My time in the wilderness and the conversations with locals and tour guides exposed me to a pressing issue: Human-Wildlife Conflict. This is the negative interaction between humans and wildlife, originating from competition for space and resources, resulting in harm, injury or death to both parties. I was dismayed when I learned about families in the Pilibhit region of UP sacrificing elderly members for compensation, widow villages in the Sundarbans, children escorted to school to avoid bear attacks, and communities stigmatized after tiger encounters. What struck me most was how quickly animals were labeled “man-eaters” and eliminated, while the underlying causes remained unaddressed. 

Every time I glanced at the newspaper, I read about the dissension between humans and other species and environmental issues like rapid global warming, habitat encroachment and pollution. These issues were only going to amplify, and this is when I knew I had to do something! 

As I began studying existing mitigation methods, I learned how ground patrolling was dangerous and resource-intensive, camera traps were reactive, and electric fencing was costly and risky. As a technophile, I saw an opportunity to intervene earlier. 

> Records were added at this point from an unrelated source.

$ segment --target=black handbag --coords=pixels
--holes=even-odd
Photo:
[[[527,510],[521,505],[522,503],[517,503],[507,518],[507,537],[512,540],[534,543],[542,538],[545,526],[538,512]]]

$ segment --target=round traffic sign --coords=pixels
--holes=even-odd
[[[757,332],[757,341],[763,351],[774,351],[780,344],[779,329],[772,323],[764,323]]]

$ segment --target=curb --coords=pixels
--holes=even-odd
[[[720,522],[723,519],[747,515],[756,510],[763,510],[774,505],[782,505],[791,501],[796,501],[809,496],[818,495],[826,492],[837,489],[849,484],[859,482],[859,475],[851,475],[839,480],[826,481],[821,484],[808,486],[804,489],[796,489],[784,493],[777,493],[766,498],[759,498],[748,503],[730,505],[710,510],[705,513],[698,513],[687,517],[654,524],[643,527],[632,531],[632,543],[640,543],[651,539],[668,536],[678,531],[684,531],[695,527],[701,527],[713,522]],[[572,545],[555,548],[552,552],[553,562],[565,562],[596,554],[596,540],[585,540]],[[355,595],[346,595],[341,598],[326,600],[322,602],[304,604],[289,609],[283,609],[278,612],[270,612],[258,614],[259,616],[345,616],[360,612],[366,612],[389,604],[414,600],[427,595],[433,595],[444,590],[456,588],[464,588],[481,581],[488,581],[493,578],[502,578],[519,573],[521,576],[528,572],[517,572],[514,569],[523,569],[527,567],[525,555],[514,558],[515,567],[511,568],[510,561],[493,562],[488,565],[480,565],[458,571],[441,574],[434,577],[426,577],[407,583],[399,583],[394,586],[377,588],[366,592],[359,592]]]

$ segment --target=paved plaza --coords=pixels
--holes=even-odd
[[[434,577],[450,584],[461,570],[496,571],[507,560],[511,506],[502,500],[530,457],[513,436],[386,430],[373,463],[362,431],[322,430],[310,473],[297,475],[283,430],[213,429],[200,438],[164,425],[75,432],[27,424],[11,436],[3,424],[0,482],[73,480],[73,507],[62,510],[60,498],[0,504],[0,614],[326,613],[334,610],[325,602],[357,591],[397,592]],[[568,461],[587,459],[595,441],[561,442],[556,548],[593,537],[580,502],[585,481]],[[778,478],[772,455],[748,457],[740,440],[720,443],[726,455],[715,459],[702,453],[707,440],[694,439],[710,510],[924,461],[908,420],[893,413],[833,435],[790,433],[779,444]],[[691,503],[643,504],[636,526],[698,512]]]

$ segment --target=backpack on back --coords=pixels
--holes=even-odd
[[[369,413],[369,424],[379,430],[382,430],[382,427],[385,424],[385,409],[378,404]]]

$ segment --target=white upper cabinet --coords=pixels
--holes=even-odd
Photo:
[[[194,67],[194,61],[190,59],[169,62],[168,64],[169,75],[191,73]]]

In 2023, as AI tools became more accessible, I started experimenting with machine learning using Python. I worked with convolutional neural networks, TensorFlow Lite for edge deployment, and YOLOv8 for real-time object detection. A central question emerged: could a system listen to animals and their environment to reduce human–large mammal conflict? This question led to RAPTOR (Rapid-Alert and Patrol Tracking for Operational Rescue). 

Offering a novel paradigm for wildlife conservation, RAPTOR combines acoustic monitoring and computer vision to detect animal distress calls and illegal human activity in real time. Built on Raspberry Pi hardware with integrated microphones and cameras, the system processes audio and video locally in remote environments.

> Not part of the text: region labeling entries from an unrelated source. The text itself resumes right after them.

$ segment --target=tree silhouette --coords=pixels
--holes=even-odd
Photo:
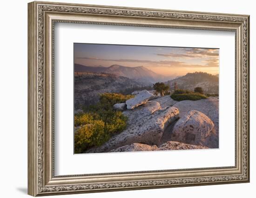
[[[155,92],[156,93],[159,93],[162,96],[164,96],[164,95],[168,95],[169,93],[168,90],[169,90],[169,85],[165,84],[163,83],[156,83],[153,85],[154,89],[155,90]]]

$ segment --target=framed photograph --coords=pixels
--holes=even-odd
[[[249,182],[249,19],[29,3],[28,194]]]

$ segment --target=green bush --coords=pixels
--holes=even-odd
[[[104,133],[104,125],[102,121],[92,120],[81,126],[74,134],[74,153],[81,153],[107,141],[108,137]]]
[[[189,94],[173,94],[171,97],[174,100],[181,101],[182,100],[198,100],[207,98],[208,97],[199,93],[191,93]]]
[[[126,128],[127,118],[120,111],[113,109],[116,103],[125,102],[131,95],[106,93],[101,95],[96,105],[84,109],[85,113],[75,115],[74,150],[80,153],[107,141]]]
[[[194,91],[195,93],[199,93],[199,94],[203,94],[203,90],[201,87],[197,87],[194,89]]]
[[[174,91],[174,94],[190,94],[192,91],[188,89],[176,89]]]

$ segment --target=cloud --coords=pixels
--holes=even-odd
[[[162,66],[166,67],[182,67],[182,68],[191,68],[191,67],[216,67],[218,64],[189,64],[182,61],[160,61],[157,62],[157,64],[151,63],[150,64],[153,66]]]
[[[205,49],[203,49],[204,50]],[[202,52],[200,51],[202,50],[201,49],[193,48],[189,50],[189,54],[175,54],[175,53],[169,53],[167,54],[156,54],[159,56],[163,56],[165,57],[169,57],[172,56],[172,57],[195,57],[196,56],[198,56],[199,53],[196,52],[199,51],[200,54],[204,54],[205,56],[209,56],[208,53],[216,54],[215,51],[216,50],[210,50],[211,49],[207,49],[207,51],[204,50],[203,52]],[[192,55],[193,53],[196,55]],[[205,63],[205,64],[189,64],[187,62],[183,61],[179,61],[176,60],[160,60],[160,61],[152,61],[150,60],[140,60],[140,59],[106,59],[106,58],[99,58],[94,57],[77,57],[76,58],[78,59],[86,59],[86,60],[98,60],[103,61],[110,61],[110,62],[116,62],[118,63],[141,63],[144,64],[147,64],[149,66],[162,66],[167,67],[216,67],[218,66],[219,64],[219,58],[218,56],[215,57],[216,55],[211,54],[210,56],[211,57],[209,59],[207,60],[202,60],[202,62]]]
[[[157,56],[161,56],[165,57],[194,57],[194,56],[186,54],[178,54],[175,53],[168,53],[168,54],[155,54]]]
[[[202,58],[217,57],[219,56],[219,50],[216,49],[189,48],[186,49],[183,53],[168,53],[167,54],[155,54],[157,56],[165,57],[184,58]]]

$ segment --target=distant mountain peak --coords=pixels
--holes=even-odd
[[[163,82],[165,77],[157,74],[143,66],[126,67],[115,64],[108,67],[92,67],[75,64],[75,72],[107,73],[126,77],[148,84]]]

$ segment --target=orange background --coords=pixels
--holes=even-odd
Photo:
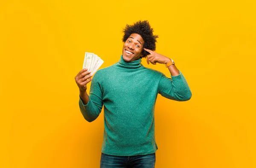
[[[192,93],[185,102],[159,95],[156,168],[256,167],[254,0],[9,2],[0,4],[0,167],[99,167],[103,113],[84,119],[74,77],[85,52],[101,68],[118,61],[122,29],[140,20]]]

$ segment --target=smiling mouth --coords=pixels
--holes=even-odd
[[[130,51],[129,51],[128,50],[125,50],[125,52],[127,54],[128,54],[128,55],[133,55],[134,54],[133,53],[132,53],[132,52],[130,52]]]

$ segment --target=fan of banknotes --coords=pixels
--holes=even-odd
[[[87,68],[88,71],[91,71],[90,74],[94,74],[103,64],[103,61],[97,55],[93,53],[85,52],[83,69]]]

Acoustic signals are converted into Mel-spectrograms and MFCC features, then classified using CNNs, while visual input identifies humans or suspicious movement in restricted areas. Outputs from both modalities are fused to reduce false positives. TensorFlow Lite enable slow-latency inference on limited hardware. RAPTOR can detect instances of poaching, conflict and intrusion and inform the authorities before it is too late. Moreover, it is designed for low-power and rugged deployment in forests. 

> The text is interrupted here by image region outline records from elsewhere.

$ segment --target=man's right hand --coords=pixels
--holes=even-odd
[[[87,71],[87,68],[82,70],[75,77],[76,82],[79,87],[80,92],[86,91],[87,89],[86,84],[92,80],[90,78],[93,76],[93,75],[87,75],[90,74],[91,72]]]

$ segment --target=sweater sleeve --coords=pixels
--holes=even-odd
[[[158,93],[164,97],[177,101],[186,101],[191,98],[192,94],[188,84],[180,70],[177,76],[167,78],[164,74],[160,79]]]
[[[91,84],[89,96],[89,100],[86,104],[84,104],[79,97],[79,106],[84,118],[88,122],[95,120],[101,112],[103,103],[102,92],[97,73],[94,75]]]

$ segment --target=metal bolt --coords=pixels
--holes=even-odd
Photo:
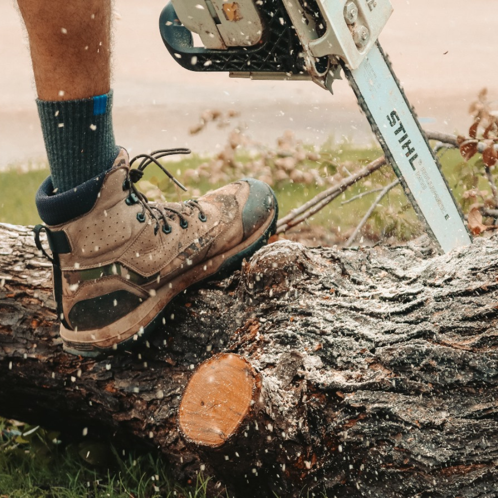
[[[353,39],[356,43],[356,46],[358,48],[363,48],[369,42],[370,38],[370,31],[368,28],[365,26],[357,26],[355,28],[353,32]]]
[[[358,18],[358,7],[354,1],[349,1],[345,6],[344,18],[348,24],[354,24]]]

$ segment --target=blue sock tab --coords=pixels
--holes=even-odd
[[[93,98],[94,116],[100,116],[105,114],[107,109],[107,94],[97,95]]]

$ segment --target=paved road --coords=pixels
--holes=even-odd
[[[498,99],[498,2],[392,1],[394,13],[380,41],[409,99],[426,127],[464,130],[481,88]],[[118,142],[132,153],[180,145],[215,150],[226,131],[188,132],[208,108],[237,109],[234,124],[267,144],[289,129],[317,144],[329,136],[374,141],[345,82],[335,85],[332,97],[309,82],[233,80],[180,68],[158,34],[165,1],[116,1],[115,125]],[[0,168],[45,157],[26,45],[12,0],[0,2]]]

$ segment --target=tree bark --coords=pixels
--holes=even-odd
[[[0,226],[0,415],[132,437],[231,496],[497,497],[497,268],[496,238],[444,255],[427,239],[282,241],[178,296],[146,344],[95,361],[62,352],[29,229]],[[244,359],[255,394],[210,447],[177,414],[219,353]]]

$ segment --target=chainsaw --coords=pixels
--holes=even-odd
[[[309,80],[333,93],[342,70],[416,212],[447,252],[472,241],[379,44],[392,10],[389,0],[171,0],[159,29],[174,60],[191,71]]]

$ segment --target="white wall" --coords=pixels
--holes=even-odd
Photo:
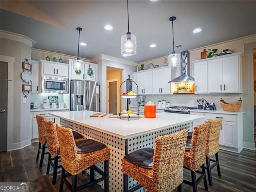
[[[9,142],[10,138],[7,142],[8,150],[10,150],[22,148],[31,144],[30,114],[24,112],[30,110],[30,94],[26,98],[26,103],[23,103],[24,96],[22,93],[22,80],[20,76],[22,72],[22,62],[24,58],[28,59],[29,62],[31,62],[32,42],[30,41],[30,45],[28,44],[28,40],[26,37],[19,37],[15,40],[14,35],[11,35],[12,38],[11,39],[4,38],[6,37],[1,32],[0,55],[13,57],[15,60],[12,71],[12,77],[11,78],[12,79],[13,97],[12,99],[12,97],[9,98],[11,100],[8,101],[8,103],[12,103],[11,109],[13,112],[12,116],[10,116],[10,114],[8,114],[8,118],[11,118],[13,121],[12,127],[8,128],[8,131],[12,137],[11,143]],[[22,41],[23,40],[26,40]],[[9,107],[10,105],[8,104],[8,106]]]

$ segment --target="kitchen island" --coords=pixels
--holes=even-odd
[[[126,154],[140,148],[154,148],[158,136],[172,134],[184,129],[192,131],[193,121],[205,117],[165,112],[158,113],[156,118],[130,118],[129,121],[127,118],[110,118],[110,114],[104,117],[90,117],[96,113],[79,111],[50,114],[60,118],[62,126],[79,132],[87,139],[104,143],[108,148],[110,192],[123,191],[121,161]],[[98,166],[102,168],[103,163]],[[129,179],[129,186],[136,183],[131,178]]]

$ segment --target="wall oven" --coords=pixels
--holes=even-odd
[[[42,90],[46,93],[68,93],[68,79],[42,77]]]

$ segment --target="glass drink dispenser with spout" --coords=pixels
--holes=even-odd
[[[156,118],[156,106],[154,102],[149,101],[144,106],[144,116],[145,118]]]

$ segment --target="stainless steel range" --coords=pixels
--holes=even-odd
[[[183,106],[182,107],[174,106],[170,107],[164,109],[164,112],[168,113],[182,113],[184,114],[190,114],[191,109],[196,109],[197,107],[187,107]]]

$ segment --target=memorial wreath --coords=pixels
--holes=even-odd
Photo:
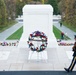
[[[47,36],[40,31],[35,31],[28,38],[28,45],[32,51],[41,52],[47,47]]]

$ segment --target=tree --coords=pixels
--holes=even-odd
[[[25,0],[16,0],[16,15],[22,15],[22,8],[26,4]]]
[[[54,14],[58,14],[58,4],[57,4],[57,0],[48,0],[48,4],[52,5],[54,8]]]
[[[7,18],[7,13],[6,13],[5,3],[4,0],[0,0],[0,26],[6,24],[6,18]]]
[[[61,15],[68,27],[76,28],[76,0],[61,0]]]
[[[14,20],[16,16],[16,0],[4,0],[7,10],[8,21]]]

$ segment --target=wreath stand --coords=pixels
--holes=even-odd
[[[45,61],[47,62],[48,56],[47,51],[37,52],[37,51],[29,51],[28,60],[36,60],[36,61]]]

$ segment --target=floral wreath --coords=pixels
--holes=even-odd
[[[33,42],[41,42],[41,44],[40,46],[37,45],[37,47],[35,47],[35,44],[33,44]],[[47,36],[43,32],[35,31],[32,34],[30,34],[27,43],[32,51],[41,52],[45,50],[47,47]]]

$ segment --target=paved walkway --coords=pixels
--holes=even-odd
[[[9,29],[0,33],[0,40],[6,40],[11,34],[17,31],[20,27],[22,27],[23,23],[17,23],[14,26],[10,27]]]
[[[56,26],[59,30],[64,32],[65,35],[67,35],[71,40],[74,40],[74,35],[76,35],[76,32],[73,32],[72,30],[65,27],[64,25],[62,25],[62,27],[60,27],[59,22],[54,22],[54,26]]]
[[[73,32],[69,28],[62,25],[60,27],[59,22],[53,22],[53,24],[62,32],[65,33],[71,40],[74,40],[74,35],[76,35],[76,32]],[[14,26],[10,27],[9,29],[5,30],[4,32],[0,33],[0,40],[6,40],[11,34],[13,34],[15,31],[17,31],[21,26],[23,25],[23,22],[19,22],[15,24]]]

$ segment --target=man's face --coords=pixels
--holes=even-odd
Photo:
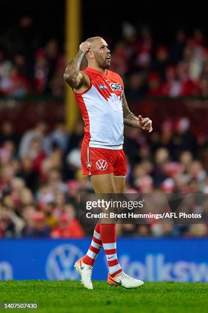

After the development of the prototype, I filed for a provisional patent for the device. Additionally, under the mentorship of Dr Andrew Farnsworth from Cornell Lab of Ornithology, I authored a research paper

titled ‘An AI-Powered Acoustic Monitoring System for Anti-Poaching and Animal Distress Detection’. It includes findings on RAPTOR’s performance (95% accuracy in detecting intrusions with an alert speed under 2 seconds via wireless transmission) and efficiency compared to alternatives such as camera traps and on-foot patrolling. 

I am currently in the process of pilot testing and deploying RAPTOR after receiving approvals from the Chief Conservator of Navegaon National Park in collaboration with an IIT Bombay Climate Tech start-up and the Wildlife Trust of India (WTI). My long term goal is to completely mitigate Human - Large Mammal conflict in Asia and Africa, and I aspire to become a conservationist and tech entrepreneur in the future.